The more this info is at odds with their prior attitudes, the more likely politicians are to misinterpret it.
Peters and Nagel 1
(Why do Zombie ideas persist?)
- The persistence of weak or unworkable ideas is not entirely a function of the machinations of political elites or policy advocates.
- If an idea does not resonate with voters - unlikely to survive very long, & the politicians advocating this idea may have a limited political life expectancy.
- Sheer inertia often plays a role, especially when there is no ready alternative to continuing to make the same arguments again and again.
- But political power and use of failed ideas to maintain that political power are also central factors in the preservation of ideas.
- Also maintained through ideologies and beliefs that may be difficult to dislodge, even when not successful in producing the desired, and assumed, results.
Peters and Nagel 2
(Why do Zombie ideas persist?)
Not all bad!
- Need to acknowledge that policies and their success depend on their environments. Environments and contexts change. For this reason, it is crucial to keep in mind that a policy, that has not worked out in the past, is not by default going to fail again.

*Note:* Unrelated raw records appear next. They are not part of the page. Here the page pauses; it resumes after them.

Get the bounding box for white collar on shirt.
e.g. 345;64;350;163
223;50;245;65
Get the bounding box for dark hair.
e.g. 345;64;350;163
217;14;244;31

- The survival of zombie ideas has positive aspects. It’s about the competition of ideas, which is crucial for functioning democracies.
- And given the swinging of the political pendulum, both of ideas and political parties, between right and left it may be that ideas that we now treat with disdain may not only prevail but actually become effective in dealing with real policy issues.
Keynes
(Ideas)
Are “more powerful than is commonly understood. Indeed the world is ruled by little else.”
(But still little scholarship).
Mehta
Ideas at 3 levels of generality: policy solutions, problem definitions, and public philosophies or zeitgeist.
It also consider interactions between the levels of ideas, with a particular interest in “upward-flowing” interactions, showing that not only does the conception of a problem constrain policy alternatives, but the fate of specific policy solutions also can have an impact on problem definitions or even broader public philosophies.